- The California statutes governing sale of drugs are overbroad for purposes of the categorical approach because they include transportation for personal use in addition to sale.
- The transportation/sale element isn’t divisible underDescamps because a jury doesn’t have to unanimously agree on whether the defendant sold or transported.
- So the modified categorical approach can’t be used to save a California sale/transportation drug conviction.
NOW THE BLOG:
I’m afraid I just can’t let go of Descamps; it’s the gift that keeps on giving. The additional gift I’m going to talk about today is a second reason one category of California drug statute isn’t divisible and so isn’t subject to the modified categorical approach. The argument comes courtesy of local Deputy Federal Public Defender Brianna Mircheff, whose motion making the argument is attached here.
You may recall a post last September noting that the California drug statutes – at least the vast majority of them – are overbroad because the California controlled substance schedules include substances that aren’t included in the federal controlled substance schedules. This means convictions under those statutes don’t qualify under the categorical approach as “drug trafficking” or “controlled substance” offenses under the sentencing guidelines. I also noted briefing in that post from another Los Angeles Deputy Federal Public Defender about why the controlled substance element isn’t divisible and so courts can’t go to the modified categorical approach to identify the particular controlled substance in the prior offense of conviction. (See “Still More on Descamps: An Application of Last Week’s Post” in the September 2013 link at the right.)
In the event this doesn’t work, Brianna’s briefing adds an additional non-divisibility argument. You’re hopefully aware that the California statutes which apply to sale of a controlled substance also include transportation for personal use, as well as a number of other alternative forms of conduct. This makes that element also overbroad and is another reason convictions under those statutes don’t categorically qualify as “drug trafficking” or “controlled substance” offenses under the guidelines. See, e.g., United States v. Kovac, 367 F.3d 1116, 1119-20 (9th Cir. 2004); United States v. Rivera-Sanchez, 247 F.3d 905, 909 (9th Cir. 2001) (en banc); United States v. Martinez, 232 F.3d 728, 735 (9th Cir. 2000); United States v. Casarez-Bravo, 181 F.3d 1074, 1077-78 (9th Cir. 1999). The statutes do list alternatives, however, and one of those is sale. Prior to Descamps, the Ninth Circuit regularly used the modified categorical approach to bring these convictions within the guidelines definition.

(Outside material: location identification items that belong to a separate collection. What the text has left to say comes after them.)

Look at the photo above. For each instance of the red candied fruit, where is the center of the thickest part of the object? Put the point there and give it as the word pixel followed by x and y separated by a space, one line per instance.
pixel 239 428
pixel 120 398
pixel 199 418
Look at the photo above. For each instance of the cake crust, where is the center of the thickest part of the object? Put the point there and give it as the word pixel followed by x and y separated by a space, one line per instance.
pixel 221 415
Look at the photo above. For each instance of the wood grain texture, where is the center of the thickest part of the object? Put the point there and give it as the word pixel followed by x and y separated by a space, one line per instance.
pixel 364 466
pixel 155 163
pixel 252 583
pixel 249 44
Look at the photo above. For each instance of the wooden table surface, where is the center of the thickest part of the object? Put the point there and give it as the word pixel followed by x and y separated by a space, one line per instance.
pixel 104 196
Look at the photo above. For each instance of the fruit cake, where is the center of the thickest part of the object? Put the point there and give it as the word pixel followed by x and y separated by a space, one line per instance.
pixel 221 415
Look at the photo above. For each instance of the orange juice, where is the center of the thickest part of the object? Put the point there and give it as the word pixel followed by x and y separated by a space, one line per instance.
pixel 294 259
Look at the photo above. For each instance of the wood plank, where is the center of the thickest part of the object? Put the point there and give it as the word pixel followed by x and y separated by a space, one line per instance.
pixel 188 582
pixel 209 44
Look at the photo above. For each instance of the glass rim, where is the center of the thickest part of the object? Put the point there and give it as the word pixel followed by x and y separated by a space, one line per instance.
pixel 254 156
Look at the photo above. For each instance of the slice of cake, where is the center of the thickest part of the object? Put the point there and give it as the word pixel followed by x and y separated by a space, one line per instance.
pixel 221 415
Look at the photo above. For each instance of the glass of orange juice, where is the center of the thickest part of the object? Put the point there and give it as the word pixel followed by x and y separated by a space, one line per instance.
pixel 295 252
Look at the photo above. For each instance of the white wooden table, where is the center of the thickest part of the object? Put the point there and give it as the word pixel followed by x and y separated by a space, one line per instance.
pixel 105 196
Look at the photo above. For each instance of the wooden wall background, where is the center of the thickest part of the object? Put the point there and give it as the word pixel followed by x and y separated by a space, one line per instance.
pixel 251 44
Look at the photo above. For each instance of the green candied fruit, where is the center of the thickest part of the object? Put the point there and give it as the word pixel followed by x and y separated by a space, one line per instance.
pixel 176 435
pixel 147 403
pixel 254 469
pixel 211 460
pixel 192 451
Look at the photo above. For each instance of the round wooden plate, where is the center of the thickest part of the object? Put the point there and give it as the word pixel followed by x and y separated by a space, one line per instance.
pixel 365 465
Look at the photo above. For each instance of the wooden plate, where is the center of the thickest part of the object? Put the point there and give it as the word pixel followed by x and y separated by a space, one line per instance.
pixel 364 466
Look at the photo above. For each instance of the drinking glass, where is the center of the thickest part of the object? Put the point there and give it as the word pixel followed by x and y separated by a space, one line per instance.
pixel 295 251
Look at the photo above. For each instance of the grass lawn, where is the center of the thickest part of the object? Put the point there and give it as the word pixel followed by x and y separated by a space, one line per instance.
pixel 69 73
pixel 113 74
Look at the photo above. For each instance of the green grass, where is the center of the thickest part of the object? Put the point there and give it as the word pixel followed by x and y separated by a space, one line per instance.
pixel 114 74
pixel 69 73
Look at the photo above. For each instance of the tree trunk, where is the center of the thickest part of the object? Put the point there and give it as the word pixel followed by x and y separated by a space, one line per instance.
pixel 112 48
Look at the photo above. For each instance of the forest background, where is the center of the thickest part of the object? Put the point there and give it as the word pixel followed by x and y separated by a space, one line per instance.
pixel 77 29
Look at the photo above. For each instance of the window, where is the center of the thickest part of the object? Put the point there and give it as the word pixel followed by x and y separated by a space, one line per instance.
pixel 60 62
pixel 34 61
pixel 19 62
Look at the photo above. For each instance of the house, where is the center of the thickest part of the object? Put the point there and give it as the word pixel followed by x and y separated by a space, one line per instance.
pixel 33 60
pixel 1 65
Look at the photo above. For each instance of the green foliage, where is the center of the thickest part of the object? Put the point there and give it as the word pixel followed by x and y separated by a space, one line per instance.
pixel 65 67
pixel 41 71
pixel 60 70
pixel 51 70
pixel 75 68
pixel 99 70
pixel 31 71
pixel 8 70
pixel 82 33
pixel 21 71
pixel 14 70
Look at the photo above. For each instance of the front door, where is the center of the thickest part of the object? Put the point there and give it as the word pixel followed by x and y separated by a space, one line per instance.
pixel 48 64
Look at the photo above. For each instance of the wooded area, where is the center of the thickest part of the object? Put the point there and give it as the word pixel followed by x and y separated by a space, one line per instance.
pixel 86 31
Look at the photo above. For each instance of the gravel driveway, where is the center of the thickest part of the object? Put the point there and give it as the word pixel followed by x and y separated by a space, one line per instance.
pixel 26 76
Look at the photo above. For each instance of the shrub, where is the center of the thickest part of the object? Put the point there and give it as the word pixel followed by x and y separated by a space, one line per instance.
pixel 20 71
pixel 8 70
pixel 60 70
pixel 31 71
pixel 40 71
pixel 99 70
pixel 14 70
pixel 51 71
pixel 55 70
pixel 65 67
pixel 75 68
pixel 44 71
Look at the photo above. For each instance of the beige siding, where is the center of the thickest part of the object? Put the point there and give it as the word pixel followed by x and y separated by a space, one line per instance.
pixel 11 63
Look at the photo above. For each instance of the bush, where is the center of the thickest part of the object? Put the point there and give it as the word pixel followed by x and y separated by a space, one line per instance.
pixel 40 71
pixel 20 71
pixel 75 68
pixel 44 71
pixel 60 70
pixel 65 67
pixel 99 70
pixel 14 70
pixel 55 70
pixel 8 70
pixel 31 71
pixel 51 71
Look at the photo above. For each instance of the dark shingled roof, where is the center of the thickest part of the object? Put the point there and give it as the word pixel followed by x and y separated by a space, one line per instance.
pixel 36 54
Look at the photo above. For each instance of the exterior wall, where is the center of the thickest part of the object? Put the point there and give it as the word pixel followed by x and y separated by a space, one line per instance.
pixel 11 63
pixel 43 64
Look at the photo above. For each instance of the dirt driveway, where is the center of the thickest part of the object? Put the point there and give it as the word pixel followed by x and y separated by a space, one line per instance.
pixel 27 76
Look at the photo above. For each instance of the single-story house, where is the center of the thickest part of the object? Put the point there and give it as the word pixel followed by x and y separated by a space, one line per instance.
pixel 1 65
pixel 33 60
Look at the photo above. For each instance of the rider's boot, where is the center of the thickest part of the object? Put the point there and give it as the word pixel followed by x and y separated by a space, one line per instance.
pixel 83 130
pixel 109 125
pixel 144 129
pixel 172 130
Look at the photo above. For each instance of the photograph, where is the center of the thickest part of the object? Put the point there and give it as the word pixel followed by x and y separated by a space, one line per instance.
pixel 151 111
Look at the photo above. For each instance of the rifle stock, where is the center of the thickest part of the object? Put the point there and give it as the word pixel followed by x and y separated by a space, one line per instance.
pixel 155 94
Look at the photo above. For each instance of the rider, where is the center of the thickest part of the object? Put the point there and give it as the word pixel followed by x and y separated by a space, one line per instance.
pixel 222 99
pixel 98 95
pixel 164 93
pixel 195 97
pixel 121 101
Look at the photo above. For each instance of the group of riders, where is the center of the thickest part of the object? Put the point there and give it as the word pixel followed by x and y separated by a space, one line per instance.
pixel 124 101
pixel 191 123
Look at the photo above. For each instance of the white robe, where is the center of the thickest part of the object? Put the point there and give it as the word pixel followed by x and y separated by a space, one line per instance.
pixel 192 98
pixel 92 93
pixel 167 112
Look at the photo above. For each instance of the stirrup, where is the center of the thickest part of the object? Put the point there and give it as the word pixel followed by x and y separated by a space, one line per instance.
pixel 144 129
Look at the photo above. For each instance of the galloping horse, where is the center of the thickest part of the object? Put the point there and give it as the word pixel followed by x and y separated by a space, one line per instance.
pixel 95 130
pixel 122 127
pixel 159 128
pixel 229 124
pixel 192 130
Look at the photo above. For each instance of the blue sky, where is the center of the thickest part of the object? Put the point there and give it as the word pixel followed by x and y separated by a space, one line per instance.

Brianna’s briefing demonstrates that this shouldn’t be allowed after Descamps because the sale/transportation element isn’t divisible. She first points out that the pattern elements instruction for the sale/transportation offense includes language allowing a jury to find any one of the various forms of conduct criminalized in the statutes. She then points to at least a couple of California cases suggesting there’s no requirement that the jury unanimously agree on what the conduct was in the particular case before it. This failure to require unanimity makes the list of forms of conduct in the statute a list of alternative “means” rather than a list of alternative “elements,” and that makes the statute non-divisible. For further discussion of this “means”/“elements” distinction, see both Brianna’s briefing and the discussions in both the September post noted above and the more recent April 15 post on “More on What’s a Divisible Statute Under Descamps” (also available in the link at the right).
So now you have two arguments about why the California sale/transportation statutes aren’t divisible. And you only need one. What a wealth of riches!